The magnitude of the interfering signal will depend on the degree of reflection at each feature, on the gain or loss between reflections, the optical distance D, and the signal frequency. For a branching topology, path length difference, signal frequency, and path gains will characterise the MPI.
Reflections may be caused by connections, taps, optical amplifiers or isolators for example. Small amounts of reflection can cause significant interference particularly in systems containing optical amplifiers, which have gain between the reflections. This means the unwanted reflections will be amplified twice for each round-trip. Isolators are used to limit the round-trip gain, operating with a high loss in a reverse direction. However, the loss will be in the same order as the gain of the amplifier, thus the effect is only mitigated but not eliminated. MPI may vary with time as components degrade or are replaced, or as paths are switched.
Current methods for measuring MPI or parameters relating to MPI can be divided into three categories. Firstly, laboratory instruments for determining MPI effects of individual components or units will insert precise sinusoid test waveforms and include high frequency spectrum analysers for determining resultant outputs. They are not suitable for incorporation into transmission systems or for testing. They are expensive, unsuitable for field use, and incapable of operating with existing transmission sources which cannot generate pure waveforms, or be easily provided with branches to receive pure waveforms.

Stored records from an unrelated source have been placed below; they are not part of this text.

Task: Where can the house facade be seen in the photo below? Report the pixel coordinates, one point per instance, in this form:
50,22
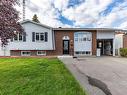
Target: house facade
37,40
42,40
83,42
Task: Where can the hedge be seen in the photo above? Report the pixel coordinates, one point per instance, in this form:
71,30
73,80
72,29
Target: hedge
123,52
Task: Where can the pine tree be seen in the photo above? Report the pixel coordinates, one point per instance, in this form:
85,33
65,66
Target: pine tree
9,18
35,18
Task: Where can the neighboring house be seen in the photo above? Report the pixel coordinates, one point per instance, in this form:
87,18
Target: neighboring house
41,40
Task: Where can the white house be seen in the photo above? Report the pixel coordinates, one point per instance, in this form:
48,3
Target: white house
38,38
41,40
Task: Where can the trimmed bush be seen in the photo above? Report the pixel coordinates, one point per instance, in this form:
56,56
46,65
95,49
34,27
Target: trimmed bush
123,52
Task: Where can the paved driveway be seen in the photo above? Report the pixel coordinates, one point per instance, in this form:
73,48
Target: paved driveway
110,70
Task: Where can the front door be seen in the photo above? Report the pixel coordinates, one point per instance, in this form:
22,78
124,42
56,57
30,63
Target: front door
65,46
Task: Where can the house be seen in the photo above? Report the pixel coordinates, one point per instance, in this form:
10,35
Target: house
37,40
41,40
120,41
125,41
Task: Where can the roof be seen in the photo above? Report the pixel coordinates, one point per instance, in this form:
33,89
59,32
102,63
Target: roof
27,20
88,29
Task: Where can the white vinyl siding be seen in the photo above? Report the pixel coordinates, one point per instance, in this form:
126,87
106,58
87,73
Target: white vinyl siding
41,53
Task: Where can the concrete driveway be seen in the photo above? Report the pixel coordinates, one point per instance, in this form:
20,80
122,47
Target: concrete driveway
110,70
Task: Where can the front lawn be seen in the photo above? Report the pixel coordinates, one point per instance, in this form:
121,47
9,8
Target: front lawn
36,76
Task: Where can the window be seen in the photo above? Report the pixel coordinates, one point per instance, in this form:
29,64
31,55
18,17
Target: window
41,52
40,37
25,53
20,37
83,52
82,36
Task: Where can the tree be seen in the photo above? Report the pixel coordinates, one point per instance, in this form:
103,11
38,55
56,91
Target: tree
35,18
9,17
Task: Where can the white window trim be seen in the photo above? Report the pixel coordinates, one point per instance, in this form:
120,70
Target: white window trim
39,37
41,54
90,53
18,38
25,54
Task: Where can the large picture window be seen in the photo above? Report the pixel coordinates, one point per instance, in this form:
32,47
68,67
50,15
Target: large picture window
82,36
20,37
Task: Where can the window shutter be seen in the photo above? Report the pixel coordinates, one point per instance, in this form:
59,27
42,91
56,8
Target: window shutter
24,37
46,36
33,36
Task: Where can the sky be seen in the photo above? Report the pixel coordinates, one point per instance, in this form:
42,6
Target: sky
78,13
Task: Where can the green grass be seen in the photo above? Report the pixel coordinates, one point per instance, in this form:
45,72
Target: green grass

Secondly, methods for assessing bit error rates (BER) or signal to noise ratios (SNR) of optical transmission systems are known. They may assess the output eye, and in some circumstances, MPI may cause up to around half the noise or errors that are detected.
However, it is impossible to separate MPI from optical noise in such systems. Thus although they can perform tests under realistic operating conditions, with data traffic present, they cannot be used to derive amounts of MPI or locate sources of MPI.

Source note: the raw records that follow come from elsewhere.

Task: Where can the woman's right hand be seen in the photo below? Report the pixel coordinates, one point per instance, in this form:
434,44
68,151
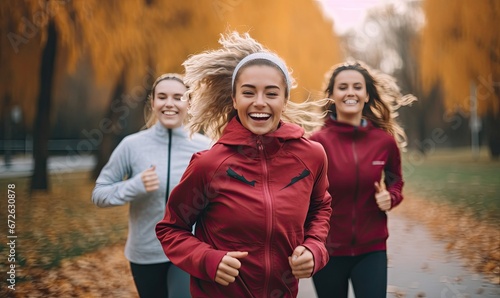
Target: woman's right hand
150,179
227,271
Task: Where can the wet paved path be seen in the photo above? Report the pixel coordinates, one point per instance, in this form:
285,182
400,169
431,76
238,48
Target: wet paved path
420,266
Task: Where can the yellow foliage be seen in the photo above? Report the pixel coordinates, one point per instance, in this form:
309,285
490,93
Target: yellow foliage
144,39
460,47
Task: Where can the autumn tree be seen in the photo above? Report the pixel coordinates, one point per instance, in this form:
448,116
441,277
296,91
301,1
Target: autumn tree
460,48
388,40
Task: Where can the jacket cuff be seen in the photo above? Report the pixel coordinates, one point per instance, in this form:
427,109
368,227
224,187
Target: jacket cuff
212,261
320,254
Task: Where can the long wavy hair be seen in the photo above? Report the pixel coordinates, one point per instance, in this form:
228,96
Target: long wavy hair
209,75
385,98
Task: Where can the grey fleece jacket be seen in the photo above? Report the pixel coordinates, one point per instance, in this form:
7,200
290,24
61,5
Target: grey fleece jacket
120,182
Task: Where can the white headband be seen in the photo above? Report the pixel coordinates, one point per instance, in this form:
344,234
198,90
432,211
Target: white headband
265,56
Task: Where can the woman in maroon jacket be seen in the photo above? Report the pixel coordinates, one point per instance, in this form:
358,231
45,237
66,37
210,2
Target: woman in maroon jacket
364,171
259,196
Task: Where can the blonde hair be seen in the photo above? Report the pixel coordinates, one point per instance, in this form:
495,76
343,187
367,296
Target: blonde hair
209,75
385,97
150,117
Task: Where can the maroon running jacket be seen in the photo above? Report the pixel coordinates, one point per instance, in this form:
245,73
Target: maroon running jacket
357,157
261,194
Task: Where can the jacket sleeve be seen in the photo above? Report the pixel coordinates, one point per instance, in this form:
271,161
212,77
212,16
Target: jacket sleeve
393,175
110,188
318,218
186,202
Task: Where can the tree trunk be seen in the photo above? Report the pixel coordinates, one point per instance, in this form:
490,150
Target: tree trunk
107,145
41,130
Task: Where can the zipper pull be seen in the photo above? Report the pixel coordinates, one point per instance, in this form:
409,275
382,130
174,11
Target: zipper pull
259,144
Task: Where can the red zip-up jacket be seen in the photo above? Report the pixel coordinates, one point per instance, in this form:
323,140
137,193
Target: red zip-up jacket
261,194
357,156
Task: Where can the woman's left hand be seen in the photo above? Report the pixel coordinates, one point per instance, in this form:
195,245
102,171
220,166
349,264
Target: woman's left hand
382,196
302,262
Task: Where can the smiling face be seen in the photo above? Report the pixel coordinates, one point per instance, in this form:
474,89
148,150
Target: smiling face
350,96
170,110
259,98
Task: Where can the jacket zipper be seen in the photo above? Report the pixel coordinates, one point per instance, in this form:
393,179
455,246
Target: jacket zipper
353,211
168,165
269,226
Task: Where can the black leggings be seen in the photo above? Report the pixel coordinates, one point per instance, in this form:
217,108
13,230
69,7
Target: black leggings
367,272
164,280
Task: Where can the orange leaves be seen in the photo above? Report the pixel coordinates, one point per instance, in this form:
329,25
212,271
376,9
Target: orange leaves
460,47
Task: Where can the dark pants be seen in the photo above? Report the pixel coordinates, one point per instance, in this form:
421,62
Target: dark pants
367,272
164,280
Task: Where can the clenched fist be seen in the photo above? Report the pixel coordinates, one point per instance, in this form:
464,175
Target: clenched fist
382,196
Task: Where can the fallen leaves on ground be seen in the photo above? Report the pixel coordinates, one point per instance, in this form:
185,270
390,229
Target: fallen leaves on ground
477,242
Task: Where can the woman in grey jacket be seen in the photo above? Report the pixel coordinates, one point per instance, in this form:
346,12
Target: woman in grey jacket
153,161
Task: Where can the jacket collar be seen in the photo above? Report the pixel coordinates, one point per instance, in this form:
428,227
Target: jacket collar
162,131
235,134
332,123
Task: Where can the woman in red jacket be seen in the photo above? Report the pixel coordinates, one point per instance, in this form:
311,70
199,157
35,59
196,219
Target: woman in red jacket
365,179
259,196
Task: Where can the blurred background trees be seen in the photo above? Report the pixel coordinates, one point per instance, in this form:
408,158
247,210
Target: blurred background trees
75,74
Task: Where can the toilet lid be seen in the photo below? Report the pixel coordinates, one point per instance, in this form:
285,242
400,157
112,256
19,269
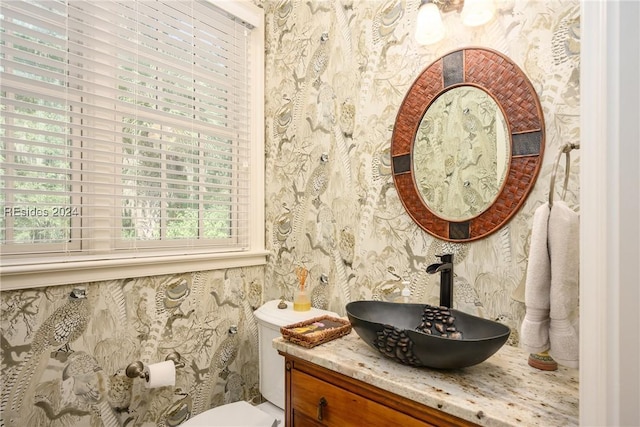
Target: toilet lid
237,414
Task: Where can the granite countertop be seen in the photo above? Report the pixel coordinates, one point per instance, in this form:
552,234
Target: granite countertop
502,391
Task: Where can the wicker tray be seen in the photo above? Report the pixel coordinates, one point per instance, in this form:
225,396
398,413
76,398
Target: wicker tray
316,331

Thirdly, methods of locating the cause of optical reflections are known. One example is an optical time domain reflectometer (OTDR). It is a dedicated instrument for locating reflections. It is bulky, costly, and cannot work through optical amplifiers, or while there is traffic present at the same wavelength.
Another example is known from PCT/GB95/01918 in which the function of an OTDR is incorporated in an optical element, by using the data signal as a stimulus for locating causes of reflections. The delay can be measured and thus the distance to reflective features can be calculated. This can help to locate reflective features, which is of great assistance in fault finding during commissioning.
However, such techniques can only measure reflections from points downstream of the measurement point. Furthermore, the MPI which might arise downstream of reflective features depends further on the amount of any second reflection of the reflected signal, and on any gain encountered by the twice reflected signal. These cannot be measured, and so the amount of MPI remains unknown. Furthermore, OTDR techniques cannot achieve good resolution at large distances, thus it may be difficult to distinguish closely neighbouring reflection sources.
Furthermore, if there are isolators in the path, as are usually provided in optical amplifier units, then measurements of reflections may be completely unrepresentative of MPI.
Accordingly, existing methods give no suggestion as to how to determine an amount of MPI in a link when data traffic is present. They give no suggestion as to how to determine characteristics of MPI from a measurement point downstream of sources of MPI, and no suggestion of how to derive a signature of MPI from an optical signal, or how to assess the characteristics causing the MPI.